但有一点他们能确定,就是赵无忌手下的工坊,生产火枪的速度非常快。
多尔衮猜的没错,赵无忌手下的工坊,制作火枪确实非常快捷。
原因之一是因为赵无忌非常重视工匠的待遇和培养,这些年间,不但招募了大量的工匠,并且在超高的待遇下,也培养了更多的年轻优秀工匠出来。
原因其二,便是制作火枪中难度最大,费时也最多的枪管部分,赵无忌有很轻松的办法解决。
满清的技术落后,所谓百炼钢,那当真是工匠以人力,将钢铁烧红后一锤锤地锻打出来的,一块小小的百炼钢,起码需要两名手艺娴熟的匠人足足锻打一个月,方才能获得。
但赵无忌手下的工坊,打造百炼钢很简单,把铁块放到蒸汽机带动的锻铁机上面,以蒸汽的力量驱动巨大的铁锤,一般只需要半天时间,经过种种工序后,一大块结实而又有韧性的百炼钢便会新鲜出炉。
而在百炼钢枪管上钻孔,也是依靠蒸汽机驱动的车床来钻孔,一名老练的工匠,只需小半天时间,便可钻好一根枪管,速度相比满清这边的工坊,快了岂止百倍。

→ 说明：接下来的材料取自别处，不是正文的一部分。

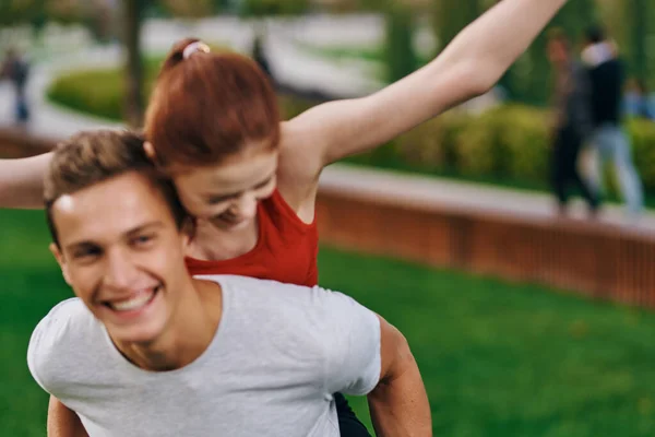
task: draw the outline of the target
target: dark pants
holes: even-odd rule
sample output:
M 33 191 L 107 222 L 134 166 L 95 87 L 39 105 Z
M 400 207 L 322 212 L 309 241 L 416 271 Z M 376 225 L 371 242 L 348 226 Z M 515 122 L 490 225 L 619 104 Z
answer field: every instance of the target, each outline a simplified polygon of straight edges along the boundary
M 338 416 L 338 430 L 342 437 L 371 437 L 342 393 L 335 393 L 334 401 L 336 403 L 336 415 Z
M 569 188 L 573 186 L 580 189 L 591 211 L 595 212 L 598 208 L 598 199 L 586 181 L 580 177 L 577 170 L 577 156 L 582 147 L 582 140 L 575 129 L 570 127 L 562 128 L 557 132 L 552 146 L 552 188 L 562 210 L 569 200 Z

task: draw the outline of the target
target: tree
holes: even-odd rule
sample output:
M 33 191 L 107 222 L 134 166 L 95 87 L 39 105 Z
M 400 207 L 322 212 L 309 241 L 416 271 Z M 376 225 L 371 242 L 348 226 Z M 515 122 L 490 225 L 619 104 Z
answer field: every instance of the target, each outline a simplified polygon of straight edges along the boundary
M 126 119 L 138 128 L 143 123 L 143 62 L 141 57 L 141 27 L 146 0 L 124 0 L 124 50 L 126 50 Z
M 418 61 L 414 51 L 414 14 L 402 5 L 385 11 L 386 42 L 384 45 L 386 80 L 395 82 L 416 70 Z

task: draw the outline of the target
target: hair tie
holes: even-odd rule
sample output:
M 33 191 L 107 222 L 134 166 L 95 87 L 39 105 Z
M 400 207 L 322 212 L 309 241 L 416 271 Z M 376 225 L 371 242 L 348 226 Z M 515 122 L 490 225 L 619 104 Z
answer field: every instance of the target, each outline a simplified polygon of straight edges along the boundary
M 203 42 L 191 43 L 187 47 L 184 47 L 184 51 L 182 51 L 182 58 L 189 59 L 189 57 L 196 51 L 202 51 L 203 54 L 209 54 L 210 46 L 207 46 Z

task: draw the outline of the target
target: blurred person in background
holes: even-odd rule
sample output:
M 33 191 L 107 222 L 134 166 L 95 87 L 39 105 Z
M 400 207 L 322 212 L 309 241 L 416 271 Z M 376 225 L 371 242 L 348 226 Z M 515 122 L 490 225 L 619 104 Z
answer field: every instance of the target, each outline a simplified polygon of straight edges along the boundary
M 624 105 L 627 116 L 655 120 L 655 110 L 651 103 L 648 86 L 644 80 L 632 78 L 628 82 Z
M 11 82 L 14 88 L 14 117 L 17 125 L 29 121 L 29 106 L 27 103 L 27 80 L 29 78 L 29 63 L 15 48 L 7 50 L 4 62 L 0 69 L 0 78 Z
M 582 61 L 591 85 L 592 166 L 590 182 L 595 196 L 603 193 L 603 168 L 612 161 L 628 213 L 635 218 L 643 209 L 643 189 L 632 163 L 630 140 L 622 128 L 624 68 L 616 44 L 600 26 L 587 28 Z
M 570 40 L 561 29 L 551 29 L 547 49 L 555 73 L 551 182 L 558 212 L 567 213 L 569 189 L 577 187 L 595 216 L 598 198 L 577 168 L 580 151 L 592 132 L 590 81 L 584 68 L 573 59 Z

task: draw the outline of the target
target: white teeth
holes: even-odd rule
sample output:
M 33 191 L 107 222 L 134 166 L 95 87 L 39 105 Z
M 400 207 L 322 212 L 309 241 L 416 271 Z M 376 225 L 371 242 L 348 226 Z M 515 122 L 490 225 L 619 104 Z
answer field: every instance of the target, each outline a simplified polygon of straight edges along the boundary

所以后世有句话,叫做‘知识就是力量’,对这句话,赵无忌深以为然。
“这枪支成本如何?”踌躇了片刻之后,多尔衮皱眉问道。
“这个下官曾做过测算,一支火枪的成本,约白银七十两上下。”范文程插话说道,“不过这火枪造的越多,成本便越低,再算上工匠手艺日益熟练的因素,下官以为,火枪成本降低到五十两银子,并非难事。”
研究火枪之事,范文程也有份参与,物资的调拨采购以及工匠的筹集,一直都是范文程在经手,所以对这种人力和物资、银钱方面的事情,范文程极为熟悉。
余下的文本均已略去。